Researchers examined data on adolescents (mean age 16.4 years) hospitalized with anorexia nervosa who were randomized to higher-calorie refeeding (n=60) or lower-calorie refeeding (n=51). Patients started higher-calorie refeeding (2,000 kcals/day, increasing by 200 kcals per day) or lower-calorie refeeding (1,400 kcals/day, increasing by 200 kcals every other day) within 24 hours of admission.
The primary endpoints were clinical remission at one year, defined by reaching a weight of at least 95% of median body mass index (BMI) based on U.S. Centers for Disease Control and Prevention growth charts, and psychological recovery, defined by achieving a global score within one standard deviation of community norms on the Eating Disorder Examination Questionnaire (EDE-Q).
Twelve months after discharge, there was no significant difference in the proportion of patients who had higher-calorie refeeding (40.9%) and lower-calorie refeeding (48.1%) who were in clinical remission.
There was also no significant difference between groups in EDE-Q scores over time, and scores decreased for both groups. At 12 months after discharge, EDE-Q scores were similar for higher-calorie refeeding (2.4) and lower-calorie refeeding (2.3).
“The take-home message is that higher calorie refeeding for hospitalized adolescents and young adults with anorexia nervosa is safe and effective and results in shorter time to medical stabilization, no increased safety events, and reduced length of stay with significant cost savings,” said lead study author Dr. Neville Golden, chief of adolescent medicine at Stanford University School of Medicine, in California.
“One-year outcomes were equivalent, supporting the need to change existing conservative refeeding practices,” Dr. Golden said by email.
At one year after discharge, youth who had higher-calorie refeeding and lower calorie refeeding had similar rates of medical rehospitalization (32.8% vs 35.4%), number of rehospitalizations (2.4 vs 2.0), and total number of days rehospitalized (6.0 vs 5.1).
One limitation of the study is that it excluded youth with extreme malnutrition who were at less than 60% of median BMI, the study team notes in Pediatrics.

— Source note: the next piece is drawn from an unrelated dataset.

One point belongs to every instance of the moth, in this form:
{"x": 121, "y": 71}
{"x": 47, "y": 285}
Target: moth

However, the results do support the use of higher calorie refeeding in youth without extreme malnutrition, said Dr. Debra Katzman, a senior associate scientist at the Hospital for Sick Children and director of health science research at the Temerty School of Medicine at the University of Toronto.
“This study will have an impact on the clinical care of hospitalized adolescents with anorexia nervosa,” Dr. Katzman, who wasn’t involved in the study, said by email. “Health care providers caring for hospitalized adolescents with anorexia nervosa will need to consider these important findings for the inpatient care of adolescents with anorexia nervosa.”